Bacigalupi, 40, his wife Carol, daughter Kelsey, 7, and his father Garth Bacigalupi, who lives in Arizona, were winding up a history lesson on the road. Among the landmarks they visited on the East Coast were Plymouth Rock, Boston and the Old North Church, Paul Revere’s House, Lexington and Concord, sites in Rhode Island and Connecticut and the place where George Washington crossed the Delaware River.
They also took in Philadelphia, New York City, Maryland, Arlington, Mount Vernon and Monticello in Virginia. In New York, he and his family also attended a taping of Beck’s television show.

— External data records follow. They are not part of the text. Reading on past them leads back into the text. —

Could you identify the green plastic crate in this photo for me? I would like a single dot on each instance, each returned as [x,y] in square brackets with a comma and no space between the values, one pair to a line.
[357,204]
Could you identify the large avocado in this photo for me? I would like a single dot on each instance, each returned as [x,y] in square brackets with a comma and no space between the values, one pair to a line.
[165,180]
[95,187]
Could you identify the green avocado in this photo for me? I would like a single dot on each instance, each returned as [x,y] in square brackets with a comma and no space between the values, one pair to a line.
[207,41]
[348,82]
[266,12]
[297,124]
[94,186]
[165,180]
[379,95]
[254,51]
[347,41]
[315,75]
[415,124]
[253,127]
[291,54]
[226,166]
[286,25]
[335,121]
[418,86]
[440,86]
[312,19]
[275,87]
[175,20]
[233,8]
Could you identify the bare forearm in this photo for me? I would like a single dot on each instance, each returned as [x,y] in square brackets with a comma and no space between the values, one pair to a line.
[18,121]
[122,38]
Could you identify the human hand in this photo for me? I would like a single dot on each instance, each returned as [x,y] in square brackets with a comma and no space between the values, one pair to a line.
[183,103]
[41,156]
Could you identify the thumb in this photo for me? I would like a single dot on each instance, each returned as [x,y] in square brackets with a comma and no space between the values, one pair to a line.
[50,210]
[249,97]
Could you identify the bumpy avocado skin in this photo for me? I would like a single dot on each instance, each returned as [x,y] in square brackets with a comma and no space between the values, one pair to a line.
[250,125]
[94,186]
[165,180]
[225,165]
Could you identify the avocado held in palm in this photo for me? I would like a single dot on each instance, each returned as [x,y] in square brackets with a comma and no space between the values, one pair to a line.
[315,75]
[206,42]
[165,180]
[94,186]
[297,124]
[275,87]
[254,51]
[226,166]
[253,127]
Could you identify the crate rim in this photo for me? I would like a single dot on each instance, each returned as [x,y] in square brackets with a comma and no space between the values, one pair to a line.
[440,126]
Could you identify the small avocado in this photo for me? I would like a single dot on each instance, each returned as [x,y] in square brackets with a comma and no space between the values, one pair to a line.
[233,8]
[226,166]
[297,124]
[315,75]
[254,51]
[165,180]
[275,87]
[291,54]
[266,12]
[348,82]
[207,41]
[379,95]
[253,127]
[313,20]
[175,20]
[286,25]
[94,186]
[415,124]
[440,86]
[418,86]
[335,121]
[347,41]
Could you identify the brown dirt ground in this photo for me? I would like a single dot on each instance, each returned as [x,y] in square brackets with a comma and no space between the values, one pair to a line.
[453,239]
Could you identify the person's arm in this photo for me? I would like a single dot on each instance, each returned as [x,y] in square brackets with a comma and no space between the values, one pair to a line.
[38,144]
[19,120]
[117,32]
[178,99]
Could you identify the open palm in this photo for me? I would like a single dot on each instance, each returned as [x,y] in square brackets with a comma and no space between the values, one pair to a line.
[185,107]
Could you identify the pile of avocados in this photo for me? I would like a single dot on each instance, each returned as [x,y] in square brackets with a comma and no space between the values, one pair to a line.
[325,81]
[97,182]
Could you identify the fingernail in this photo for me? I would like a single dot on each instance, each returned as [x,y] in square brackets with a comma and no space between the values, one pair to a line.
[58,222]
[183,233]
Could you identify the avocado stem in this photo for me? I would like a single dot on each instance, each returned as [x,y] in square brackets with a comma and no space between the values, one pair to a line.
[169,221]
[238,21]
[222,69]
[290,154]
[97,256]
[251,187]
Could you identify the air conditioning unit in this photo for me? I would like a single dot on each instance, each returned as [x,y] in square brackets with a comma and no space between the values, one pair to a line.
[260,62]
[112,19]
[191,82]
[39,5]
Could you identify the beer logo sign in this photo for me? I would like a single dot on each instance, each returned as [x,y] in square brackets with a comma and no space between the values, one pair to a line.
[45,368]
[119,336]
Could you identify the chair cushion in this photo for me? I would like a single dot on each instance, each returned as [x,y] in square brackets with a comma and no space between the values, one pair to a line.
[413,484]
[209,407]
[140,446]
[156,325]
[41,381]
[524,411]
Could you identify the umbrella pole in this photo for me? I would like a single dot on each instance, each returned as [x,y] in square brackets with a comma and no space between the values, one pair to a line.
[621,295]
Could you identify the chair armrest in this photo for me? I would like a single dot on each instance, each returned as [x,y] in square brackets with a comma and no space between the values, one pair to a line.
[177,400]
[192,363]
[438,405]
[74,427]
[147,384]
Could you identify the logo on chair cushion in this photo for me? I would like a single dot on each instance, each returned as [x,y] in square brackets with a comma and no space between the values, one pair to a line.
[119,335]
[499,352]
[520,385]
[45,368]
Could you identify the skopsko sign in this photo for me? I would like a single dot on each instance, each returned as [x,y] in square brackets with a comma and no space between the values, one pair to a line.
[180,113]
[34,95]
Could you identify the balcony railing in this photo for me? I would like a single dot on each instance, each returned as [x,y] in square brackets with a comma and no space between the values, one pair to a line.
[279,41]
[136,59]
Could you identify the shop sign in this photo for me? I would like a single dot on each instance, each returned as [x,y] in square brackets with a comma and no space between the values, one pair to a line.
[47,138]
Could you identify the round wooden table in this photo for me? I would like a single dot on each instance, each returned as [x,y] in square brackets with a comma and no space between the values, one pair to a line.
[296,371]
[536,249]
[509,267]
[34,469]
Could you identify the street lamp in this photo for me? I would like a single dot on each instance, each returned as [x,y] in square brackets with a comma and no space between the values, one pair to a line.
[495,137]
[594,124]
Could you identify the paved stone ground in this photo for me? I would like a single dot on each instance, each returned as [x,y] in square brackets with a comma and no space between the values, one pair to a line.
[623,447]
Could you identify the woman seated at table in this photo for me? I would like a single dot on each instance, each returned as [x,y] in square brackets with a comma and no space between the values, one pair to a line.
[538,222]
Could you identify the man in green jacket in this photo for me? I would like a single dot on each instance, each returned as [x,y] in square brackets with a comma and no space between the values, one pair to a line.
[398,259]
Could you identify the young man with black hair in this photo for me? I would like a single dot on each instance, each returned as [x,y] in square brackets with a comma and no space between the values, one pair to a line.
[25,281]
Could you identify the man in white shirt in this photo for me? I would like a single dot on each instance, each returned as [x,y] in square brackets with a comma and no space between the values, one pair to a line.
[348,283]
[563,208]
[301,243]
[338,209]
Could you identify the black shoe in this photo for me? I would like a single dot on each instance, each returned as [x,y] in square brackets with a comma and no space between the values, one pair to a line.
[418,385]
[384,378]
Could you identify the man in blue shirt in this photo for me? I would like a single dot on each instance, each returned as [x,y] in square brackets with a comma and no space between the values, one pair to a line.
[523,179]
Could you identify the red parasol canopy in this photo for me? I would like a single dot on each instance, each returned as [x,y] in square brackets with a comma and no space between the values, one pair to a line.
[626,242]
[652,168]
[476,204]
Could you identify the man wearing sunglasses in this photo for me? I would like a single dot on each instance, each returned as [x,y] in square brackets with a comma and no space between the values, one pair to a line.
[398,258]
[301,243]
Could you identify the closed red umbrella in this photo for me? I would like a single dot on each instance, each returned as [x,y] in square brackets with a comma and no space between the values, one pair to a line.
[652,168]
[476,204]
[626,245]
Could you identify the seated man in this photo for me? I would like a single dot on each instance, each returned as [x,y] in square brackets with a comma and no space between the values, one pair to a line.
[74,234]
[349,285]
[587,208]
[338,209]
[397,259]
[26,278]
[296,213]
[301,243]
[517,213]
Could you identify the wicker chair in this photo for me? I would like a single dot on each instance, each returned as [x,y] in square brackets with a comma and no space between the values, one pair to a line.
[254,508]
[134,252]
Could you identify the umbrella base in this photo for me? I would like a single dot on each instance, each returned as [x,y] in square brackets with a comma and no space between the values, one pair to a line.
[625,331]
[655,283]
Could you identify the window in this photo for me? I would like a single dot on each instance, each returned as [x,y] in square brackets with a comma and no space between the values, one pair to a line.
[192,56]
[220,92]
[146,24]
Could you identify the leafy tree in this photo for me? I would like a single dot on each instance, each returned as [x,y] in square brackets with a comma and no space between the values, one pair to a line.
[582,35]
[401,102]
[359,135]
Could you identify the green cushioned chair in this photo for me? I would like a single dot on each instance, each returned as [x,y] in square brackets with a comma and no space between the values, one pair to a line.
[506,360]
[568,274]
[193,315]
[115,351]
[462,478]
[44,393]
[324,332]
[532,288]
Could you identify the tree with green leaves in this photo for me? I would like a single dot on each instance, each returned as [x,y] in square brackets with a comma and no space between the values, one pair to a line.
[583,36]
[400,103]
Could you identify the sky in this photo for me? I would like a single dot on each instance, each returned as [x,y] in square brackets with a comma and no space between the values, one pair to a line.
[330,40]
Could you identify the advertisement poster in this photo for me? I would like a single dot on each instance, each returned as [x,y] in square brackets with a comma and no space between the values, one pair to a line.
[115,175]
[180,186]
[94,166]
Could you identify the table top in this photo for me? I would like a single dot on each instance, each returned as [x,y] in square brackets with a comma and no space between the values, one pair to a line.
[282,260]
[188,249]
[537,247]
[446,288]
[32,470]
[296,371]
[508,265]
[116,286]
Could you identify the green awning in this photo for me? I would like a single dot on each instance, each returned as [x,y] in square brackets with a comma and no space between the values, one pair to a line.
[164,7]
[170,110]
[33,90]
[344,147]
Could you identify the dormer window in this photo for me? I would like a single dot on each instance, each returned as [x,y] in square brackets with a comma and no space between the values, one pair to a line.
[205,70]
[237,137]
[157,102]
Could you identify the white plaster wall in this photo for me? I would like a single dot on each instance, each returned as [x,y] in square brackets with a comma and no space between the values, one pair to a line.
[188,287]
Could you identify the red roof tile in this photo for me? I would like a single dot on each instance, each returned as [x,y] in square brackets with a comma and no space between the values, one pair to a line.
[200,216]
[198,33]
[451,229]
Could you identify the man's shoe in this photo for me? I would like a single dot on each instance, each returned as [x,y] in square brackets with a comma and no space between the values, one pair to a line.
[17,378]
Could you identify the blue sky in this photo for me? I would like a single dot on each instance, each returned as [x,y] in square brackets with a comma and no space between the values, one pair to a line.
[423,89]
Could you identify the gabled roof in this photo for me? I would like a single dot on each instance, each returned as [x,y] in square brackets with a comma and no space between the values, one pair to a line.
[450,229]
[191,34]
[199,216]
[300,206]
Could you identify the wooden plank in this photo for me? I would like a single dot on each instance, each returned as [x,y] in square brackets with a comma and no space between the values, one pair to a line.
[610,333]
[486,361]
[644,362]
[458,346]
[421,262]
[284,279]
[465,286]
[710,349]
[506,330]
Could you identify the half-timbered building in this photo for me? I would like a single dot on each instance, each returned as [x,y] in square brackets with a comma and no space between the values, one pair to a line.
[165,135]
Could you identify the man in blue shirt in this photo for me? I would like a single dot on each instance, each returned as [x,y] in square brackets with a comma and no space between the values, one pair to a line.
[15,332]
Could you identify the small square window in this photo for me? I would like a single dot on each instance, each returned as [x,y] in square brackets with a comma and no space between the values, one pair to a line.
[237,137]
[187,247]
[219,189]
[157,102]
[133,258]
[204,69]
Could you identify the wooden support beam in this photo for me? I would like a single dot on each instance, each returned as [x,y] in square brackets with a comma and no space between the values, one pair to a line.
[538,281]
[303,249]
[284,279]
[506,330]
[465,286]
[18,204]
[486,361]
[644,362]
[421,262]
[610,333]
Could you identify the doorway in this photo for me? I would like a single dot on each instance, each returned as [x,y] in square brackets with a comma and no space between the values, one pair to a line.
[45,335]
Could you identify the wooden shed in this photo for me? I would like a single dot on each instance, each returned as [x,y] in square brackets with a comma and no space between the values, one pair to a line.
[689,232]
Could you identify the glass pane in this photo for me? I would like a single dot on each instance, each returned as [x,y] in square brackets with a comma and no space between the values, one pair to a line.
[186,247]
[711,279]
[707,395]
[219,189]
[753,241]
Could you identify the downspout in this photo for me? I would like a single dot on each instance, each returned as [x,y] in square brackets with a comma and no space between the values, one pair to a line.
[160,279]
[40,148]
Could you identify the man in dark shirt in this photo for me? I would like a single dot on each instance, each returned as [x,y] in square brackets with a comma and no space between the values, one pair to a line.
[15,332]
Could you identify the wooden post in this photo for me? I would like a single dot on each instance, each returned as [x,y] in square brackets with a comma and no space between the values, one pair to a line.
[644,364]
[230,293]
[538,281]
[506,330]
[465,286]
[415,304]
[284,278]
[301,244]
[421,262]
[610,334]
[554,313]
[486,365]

But the trip was built around Beck’s rally at the Washington Mall near the Lincoln Memorial, Bacigalupi said. He and his family were among the crowd he estimates to have been at least 300,000.
The Fox News Network talk-show host has become a lightning rod for conservative efforts across the United States “to take our country back.”
Bacigalupi said the most striking thing about the crowd was the ordinariness of its members.
“It was as if a very large number of people from everyday America suddenly appeared at a rally, planned to stay for three hours, clean up and go home,” he said in an earlier e-mail. “There was no angry mob, no trouble-makers, no visible drugs or alcohol, no professional protestors and no anarchists.”
As for politics, he said the tone of the rally on a hot and humid day was “strikingly neutral,” despite a smattering of T-shirts with Tea Party slogans and a speech by 2008 Republican vice presidential candidate Sarah Palin.
“I’ve been to a lot of rallies in different countries,” Bacigalupi said Friday. “They usually tend to be on the outer fringes of society. I’ve seen a lot of strange things, but there was none of that here.”
He said the biggest lesson he’ll take away from the rally and the rest of the trip was the role faith played in the history of the United States.
“That’s what the country was founded on,” he said. “It’s what it’s all about.”
Bacigalupi moved to downtown Langley from the San Francisco Bay area in 2002 after several years spent in the dot-com industry. He currently owns an engineering company in Seattle focused on sustainable energy.
He and his family are members of Trinity Lutheran Church in Freeland.
Bacigalupi said he’s always been a conservative independent and only recently declared himself a Republican.
During the 2008 presidential campaign, he received some notoriety when his two McCain-Palin signs were yanked from his yard on Second Street and ripped up.
“My wife said to call and get some more signs,” Bacigalupi said. “She was fired up.”
There were no further incidents involving the new signs, but a curious thing began to occur, he said.
“People started coming by and saying they felt the same way, but didn’t want to say anything because of the mainstream thinking in Langley,” he said.
After that, Bacigalupi said, he decided to get more involved in politics.
He was appointed by the county GOP to be committeeman for the Langley 1 Precinct.
“I had asked who the committee chairman was, and they said there hadn’t been one for several years,” Bacigalupi said.
This year, he was formally elected to the post, the only person running for it. He received 36 votes.
“That’s my vote, and hopefully one more came from my wife,” Bacigalupi said. “That means there must be at least 34 other people in downtown Langley who voted for me.”
“I felt I just had to choose, and I chose,” he said. “I’m happy to be there.”
As for the Beck rally, Bacigalupi said his biggest disappointment was the reaction of the “liberal” media.
“This event doesn’t deserve the disrespect it received,” he said in his e-mail. “My message — try watching it.”